Biodiversity — the variety of all life on Earth — has a fundamental value that is impossible to put into words. It is also essential for human survival. The loss of species is a warning: like the canary down the mine, it signals grave danger. The Government is determined to show international leadership, as well as taking radical action at home, to halt and reverse the loss of biodiversity.
Last year the UN Convention on Biological Diversity met in Nagoya, Japan. At that meeting 193 nations reached a historic agreement on halting biodiversity loss. I was delighted to be there, and help secure that agreement. Since then, my Department has been working hard to follow through on the commitments made.
In June this year, I and other EU environment ministers endorsed the EU biodiversity strategy, which sets out European actions towards Nagoya commitments. We have followed that up by producing our own national plan-the England Biodiversity Strategy-one of the very first produced by those 193 countries.
We are also funding conservation projects around the world. This April in Brazil, for example, I announced a further £25 million for future rounds of the Darwin Initiative, which has done so much to further conservation and help alleviate poverty in over 150 countries.
At home we have seen many conservation success stories over recent years. In 2009, the Wildlife Trusts reported otters in every English county, for the first time in over 40 years. The Large Blue butterfly, extinct in the UK in 1979, was reintroduced in 1984 and there are now 40,000 of them. There are many more examples, too.
But these successes must be seen against a backdrop of continuing biodiversity decline across the UK.
Recent evidence from the UK National Ecosystem Assessment (NEA) shows that the natural world is critically important to our wellbeing and economic prosperity, but is undervalued in economic analyses and decision-making. We need to recognise that nature has huge value for our economy, worth billions of pounds.
Defra’s Natural Environment White Paper, published this June, forms our vision for the natural environment. It is informed by the evidence of the NEA, and sets the strategic direction for biodiversity policy for the next decade.
Our mission is to halt overall loss of England’s biodiversity by 2020. Our planned outcomes include increasing the proportion of Sites of Special Scientific Interest (SSSIs) in favourable condition, establishing a well managed, ecologically coherent network of Marine Protected Areas and supporting the creation of new Nature Improvement Areas.
The England Biodiversity Strategy sets out in detail how we will achieve this goal. It explains how Nature Improvement Areas will transform both rural and urban areas, as well as providing bigger, interconnected sites to help wildlife thrive and adapt to climate change. We have committed a £7.5m fund for 12 initial NIAs to demonstrate just what can be done.
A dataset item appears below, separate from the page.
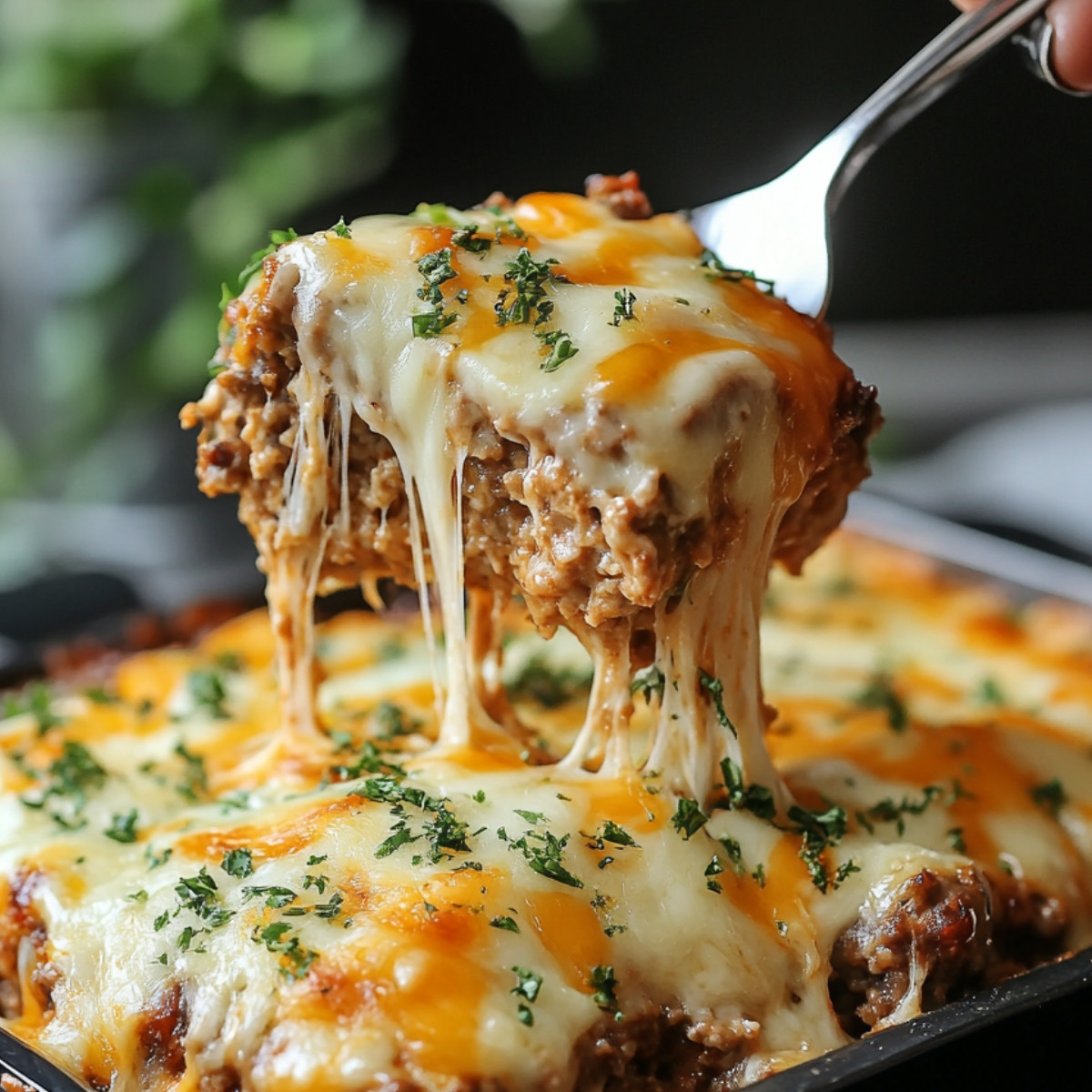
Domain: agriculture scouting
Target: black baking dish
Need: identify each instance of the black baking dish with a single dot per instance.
(1031, 1032)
We are also providing £1m to support the creation of Local Nature Partnerships, which will bring local agencies and organisations together to achieve common goals. And we are piloting biodiversity offsetting-a new way for developers to ensure we don’t lose wildlife by offsetting the impact of development and improving wildlife sites elsewhere.
The conservation success stories already seen have not been down to government alone-far from it. They have relied on the work of our conservation charities, and the dedication of conservation volunteers. Farmers, land managers, businesses and gardeners have also played a central role.
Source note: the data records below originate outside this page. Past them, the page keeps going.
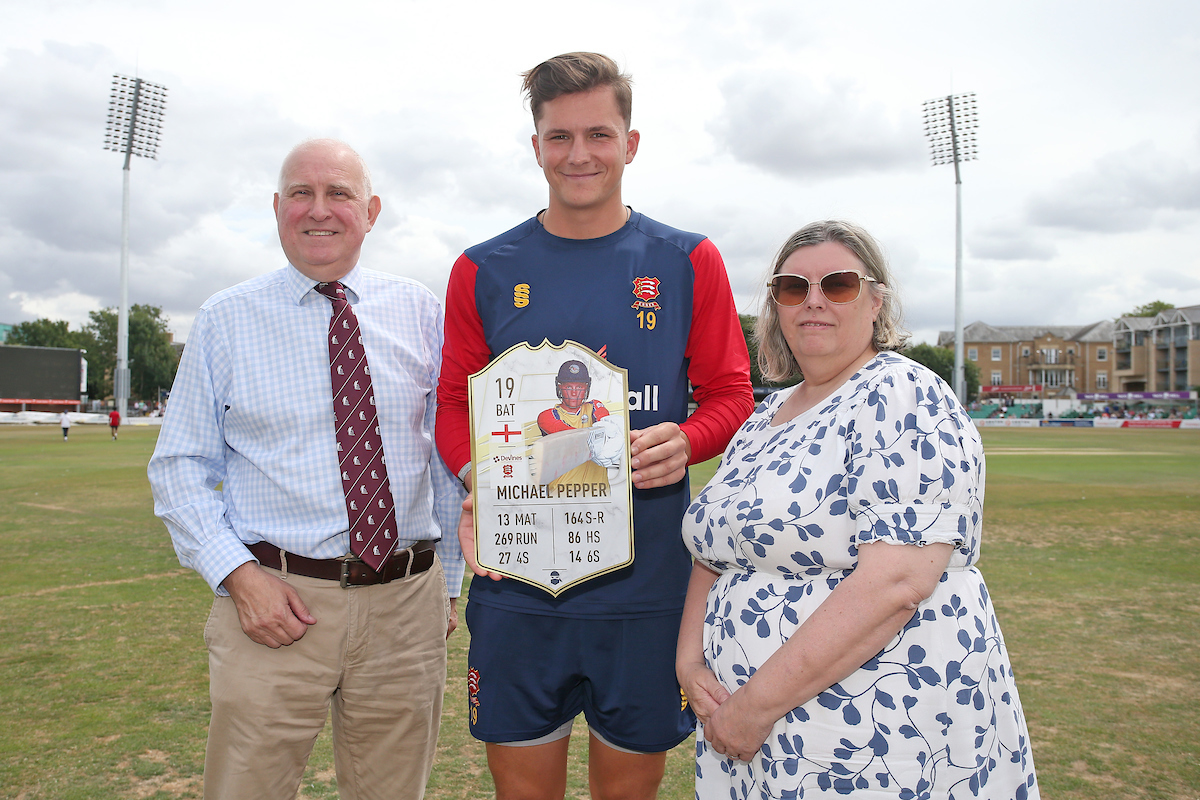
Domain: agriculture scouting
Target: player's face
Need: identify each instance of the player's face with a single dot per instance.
(582, 146)
(323, 212)
(574, 395)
Society needs nature-and nature needs the Big Society. The White Paper and the England Biodiversity Strategy set out to harness the passion we all have for nature, through action in schools, through local public health bodies and by helping boost environmental volunteering. We are also working with UK businesses to help them understand that protecting biodiversity is good for their bottom line. Together we can secure rich, healthy biodiversity: for its own sake, and for the sake of human wellbeing.